After a long, beautiful beach vacation, I returned home and instantly got sick. It could have been something I caught on the plane, or perhaps the ruthless, murderous cottonwood trees raining on us all like fire causing my allergies to go out of control. Regardless, I have been sick for about a week, meaning that I am behind on all sorts of things like cleaning and writing and generally being a functioning human.
Tobias is golfing this morning, which left me with the perfect opportunity to pick-up around our place, do some yoga, and finalize/submit an essay I have been working on. Except I am tired and was initially planning on binging Agents of S.H.I.E.L.D. as soon as he left - until he cheerfully was like, "Have a great day writing!", leaving me feeling guilty.

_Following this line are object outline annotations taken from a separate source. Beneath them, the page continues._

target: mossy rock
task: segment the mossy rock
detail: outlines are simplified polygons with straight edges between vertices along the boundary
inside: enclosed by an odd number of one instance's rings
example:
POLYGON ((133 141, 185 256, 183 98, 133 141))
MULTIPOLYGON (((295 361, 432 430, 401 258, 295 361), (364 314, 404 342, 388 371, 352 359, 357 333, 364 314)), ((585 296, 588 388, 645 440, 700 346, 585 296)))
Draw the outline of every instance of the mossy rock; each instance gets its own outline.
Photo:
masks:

However, it was the ignorant, blind optimism I needed. My boyfriend thinks that when I am alone, I plug away, sweating and swearing, pouring my heart and blood upon the keyboard. When in reality, I usually I do some writing, some research, notice a spot on the wall, spend the next few minutes wondering if it is actually a spider or not, go to the bathroom, confirm that the spot is actually just a spot but then later notice it looks like it is moving and how is that possible and what is happening and maybe I should just take a nap.

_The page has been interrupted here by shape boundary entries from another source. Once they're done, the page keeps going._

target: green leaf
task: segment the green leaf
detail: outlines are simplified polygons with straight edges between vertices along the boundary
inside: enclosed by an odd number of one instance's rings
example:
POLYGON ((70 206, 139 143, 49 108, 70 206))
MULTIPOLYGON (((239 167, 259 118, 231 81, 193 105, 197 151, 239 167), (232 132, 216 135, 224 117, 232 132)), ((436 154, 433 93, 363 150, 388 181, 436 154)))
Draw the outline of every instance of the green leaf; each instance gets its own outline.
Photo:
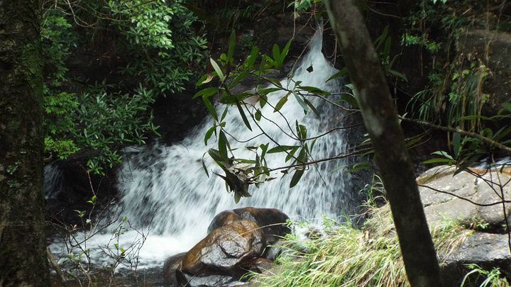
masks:
MULTIPOLYGON (((275 60, 273 62, 275 63, 275 66, 277 67, 277 69, 280 69, 280 50, 279 49, 277 44, 273 44, 273 47, 272 48, 272 54, 273 55, 273 60, 275 60)), ((271 61, 268 60, 268 62, 271 61)))
POLYGON ((240 81, 241 81, 242 79, 246 78, 247 75, 248 75, 248 72, 250 72, 250 71, 246 70, 246 71, 243 71, 243 72, 241 72, 240 74, 238 74, 234 78, 233 80, 232 80, 231 81, 230 81, 230 82, 227 84, 227 88, 229 88, 229 89, 230 89, 230 88, 232 88, 233 86, 234 86, 234 85, 236 85, 236 84, 238 84, 240 81))
POLYGON ((341 69, 341 71, 339 71, 339 72, 334 74, 334 75, 333 75, 332 77, 328 78, 328 79, 326 80, 326 81, 331 81, 331 80, 333 80, 333 79, 337 79, 337 78, 339 78, 339 77, 344 76, 344 75, 346 74, 348 74, 348 70, 346 69, 346 68, 344 68, 344 69, 341 69))
POLYGON ((408 82, 408 79, 403 74, 401 74, 399 72, 394 70, 394 69, 389 69, 387 72, 389 74, 401 79, 402 80, 405 81, 405 82, 407 82, 407 83, 408 82))
POLYGON ((236 31, 234 30, 231 33, 229 38, 229 47, 227 52, 227 62, 232 62, 233 56, 234 55, 234 45, 236 44, 236 31))
POLYGON ((289 49, 291 47, 291 42, 292 41, 292 39, 290 39, 289 41, 287 41, 287 43, 285 46, 284 46, 284 49, 282 49, 282 53, 280 54, 280 57, 282 58, 282 62, 284 62, 284 60, 285 60, 286 56, 287 55, 287 52, 289 52, 289 49))
POLYGON ((220 154, 220 157, 223 159, 226 159, 229 158, 229 154, 227 154, 227 146, 229 145, 229 142, 227 141, 227 137, 225 135, 225 133, 224 133, 223 130, 220 130, 220 133, 219 133, 219 152, 220 154))
MULTIPOLYGON (((266 79, 267 80, 271 81, 271 82, 273 83, 273 84, 275 84, 275 86, 278 86, 278 87, 280 87, 280 88, 282 88, 282 84, 280 83, 280 81, 278 80, 277 79, 269 78, 269 77, 266 77, 266 78, 265 78, 265 79, 266 79)), ((273 88, 273 89, 275 89, 275 88, 273 88)), ((278 91, 278 90, 280 90, 280 89, 278 89, 276 91, 278 91)))
POLYGON ((285 152, 287 150, 292 150, 294 148, 300 147, 300 146, 297 145, 279 145, 278 147, 275 147, 273 148, 270 149, 268 152, 266 152, 267 154, 275 154, 278 152, 285 152))
POLYGON ((451 159, 431 159, 426 161, 422 162, 422 164, 436 164, 436 163, 451 163, 451 159))
POLYGON ((203 89, 199 91, 197 91, 197 94, 195 94, 192 99, 198 98, 199 96, 208 98, 208 97, 216 94, 216 92, 219 91, 219 88, 214 87, 214 86, 203 89))
POLYGON ((355 108, 360 108, 358 106, 358 101, 357 101, 355 97, 348 93, 342 93, 342 97, 343 100, 346 101, 346 103, 349 103, 350 105, 354 106, 355 108))
POLYGON ((505 103, 502 103, 502 107, 503 108, 507 110, 507 111, 511 112, 511 103, 510 103, 508 101, 507 101, 505 103))
POLYGON ((238 193, 234 192, 234 203, 238 204, 240 198, 241 198, 241 196, 238 193))
POLYGON ((241 105, 238 101, 236 101, 236 106, 238 107, 238 111, 240 113, 240 116, 241 116, 241 118, 243 119, 245 125, 248 128, 248 130, 252 131, 252 127, 251 127, 250 123, 248 123, 248 120, 247 119, 246 116, 245 116, 245 112, 243 111, 243 108, 241 107, 241 105))
POLYGON ((298 135, 298 138, 300 140, 304 140, 307 138, 307 128, 303 125, 299 125, 298 120, 296 120, 296 130, 297 130, 297 135, 298 135))
POLYGON ((221 117, 220 118, 220 120, 224 120, 225 117, 227 116, 227 111, 229 111, 229 106, 226 106, 225 108, 224 109, 224 113, 222 113, 221 117))
MULTIPOLYGON (((459 128, 459 127, 458 127, 458 128, 459 128)), ((453 145, 453 152, 454 152, 455 157, 458 157, 458 155, 459 154, 461 142, 461 135, 460 135, 458 133, 454 133, 453 134, 453 140, 452 140, 451 143, 453 145)))
POLYGON ((248 71, 252 68, 252 66, 253 66, 254 63, 256 63, 256 60, 257 59, 258 49, 257 46, 254 46, 252 48, 252 50, 251 51, 250 55, 248 57, 245 59, 245 61, 243 62, 243 69, 246 71, 248 71))
POLYGON ((213 118, 215 119, 215 120, 218 120, 218 116, 216 116, 216 111, 215 111, 214 106, 213 106, 213 104, 209 101, 207 97, 202 97, 202 101, 204 103, 204 106, 206 106, 206 108, 209 111, 209 113, 213 116, 213 118))
POLYGON ((321 95, 321 96, 331 95, 331 94, 329 91, 323 91, 322 89, 317 88, 315 86, 300 86, 299 88, 304 91, 307 91, 309 93, 315 94, 317 95, 321 95))
POLYGON ((291 183, 290 184, 290 188, 292 188, 295 187, 297 184, 298 184, 298 181, 300 181, 300 179, 302 178, 302 176, 303 176, 304 171, 305 171, 304 169, 297 169, 295 171, 295 174, 293 174, 292 178, 291 179, 291 183))
POLYGON ((220 81, 223 82, 225 79, 225 76, 224 76, 224 73, 221 72, 220 67, 219 67, 218 64, 216 64, 216 62, 215 62, 213 58, 209 58, 209 62, 211 63, 211 66, 216 72, 216 74, 218 74, 219 78, 220 78, 220 81))
POLYGON ((305 101, 304 100, 304 99, 302 98, 302 96, 297 94, 295 91, 293 91, 293 95, 295 95, 295 99, 297 99, 297 101, 300 105, 302 108, 303 108, 304 112, 305 113, 309 113, 309 106, 307 105, 307 103, 305 103, 305 101))
POLYGON ((288 91, 287 94, 286 94, 285 96, 282 96, 282 99, 277 103, 275 105, 275 109, 273 110, 273 113, 276 113, 282 108, 282 106, 286 103, 287 101, 287 96, 291 94, 290 91, 288 91))
POLYGON ((287 152, 287 155, 286 156, 286 158, 285 159, 285 162, 289 162, 290 159, 291 159, 293 156, 295 155, 295 153, 300 149, 300 146, 297 146, 293 147, 292 150, 291 150, 290 152, 287 152))
POLYGON ((205 155, 206 155, 206 152, 204 152, 204 154, 202 154, 202 169, 204 170, 204 172, 206 172, 206 175, 207 176, 208 178, 209 178, 209 173, 207 171, 207 168, 206 167, 206 163, 204 163, 204 157, 205 155))
POLYGON ((207 141, 211 138, 215 130, 216 130, 216 125, 213 125, 206 132, 206 135, 204 135, 204 145, 207 145, 207 141))
POLYGON ((445 158, 446 158, 446 159, 451 159, 451 160, 454 160, 453 158, 452 158, 452 157, 451 157, 447 152, 444 152, 444 151, 441 151, 441 150, 439 150, 439 151, 436 151, 436 152, 432 152, 432 154, 441 155, 442 157, 445 157, 445 158))
POLYGON ((257 94, 259 95, 267 95, 270 93, 273 93, 274 91, 280 91, 281 89, 280 88, 267 88, 263 89, 262 90, 258 90, 257 94))
POLYGON ((304 100, 305 101, 305 103, 306 103, 307 106, 309 106, 309 107, 311 108, 311 110, 312 110, 312 111, 313 111, 316 115, 319 116, 319 112, 318 112, 318 111, 316 109, 316 107, 314 106, 314 105, 312 104, 312 103, 311 103, 310 101, 309 101, 309 100, 307 100, 307 99, 304 99, 304 100))
POLYGON ((263 115, 261 114, 260 110, 258 108, 258 110, 256 111, 256 114, 254 115, 254 118, 256 118, 256 120, 259 121, 260 120, 262 116, 263 115))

For this post, I decided to share a thing remembered, and a thing learned.
A Thing Remembered
As I was scrolling through Twitter the other day, I found a thread of tweets from writer Chuck Wendig. The whole thread was entertaining and valuable, reminding me that writing and creating is more than just the physical process. You have to explore, learn, and live. Talk to actual people, do things, go out into the world. All of this contributes to the words you put on the page.
Other advice from the thread that really spoke to me:
"Part of the creative process too is carving out time AND the space to write, and then protecting that time and space vigorously."
"With that time and space, you grant yourself the ability to find your own voice. Not a brand, not a platform, but who you are. What you write. What you care about. Your voice is the one thing that marks you as a writer, the one original thing."
Thanks, Chuck Wendig.
A Thing Learned
Well actually, there are two things.
First of all, I recently found out that Chuck Norris was born in 1940. NINE-TEEN FOR-TEE! Chuck Norris was a baby during the second World War. Chuck Norris is, well, way older than I thought. I grew up watching every episode of Walker, Texas Ranger over and over again, because like Rambo and Rocky, I was told by my father that 'Walker' was a true story. Chuck Norris' birth year is a fact I cannot stop thinking about. 1940. Woo, okay.
I also just realized that I have written about two separate men named Chuck in one blog post.
Now the second thing, and perhaps the most important thing I have ever learned in my life...
There is a local company that uses dogs to humanly get rid of geese from business parking lots.
They pull up in a van, the dogs come out and either herd the geese, or go to the bathroom on the property so the geese will smell their droppings and stay away since they are scared of puppers.
This company has been coming to Tobias' place of work for years, and he has only just now told me about it. It will take years for me to trust him again.
They came yesterday, as Tobias and his coworkers gathered at the window, watching the van pull up and let out two Australian cattle dogs and one PUPPY, who ran around the parking lot, wagging their tails and peeing, then left.
This is my new dream job. Not the going to the bathroom in public to keep the geese away part - although I wouldn't turn it down, but driving around dogs and letting them go potty at businesses all day.
I wasn't quite sure what I wanted to do with my life before, and now I know.
But first, I really should finish that essay. May the Chucks be with you.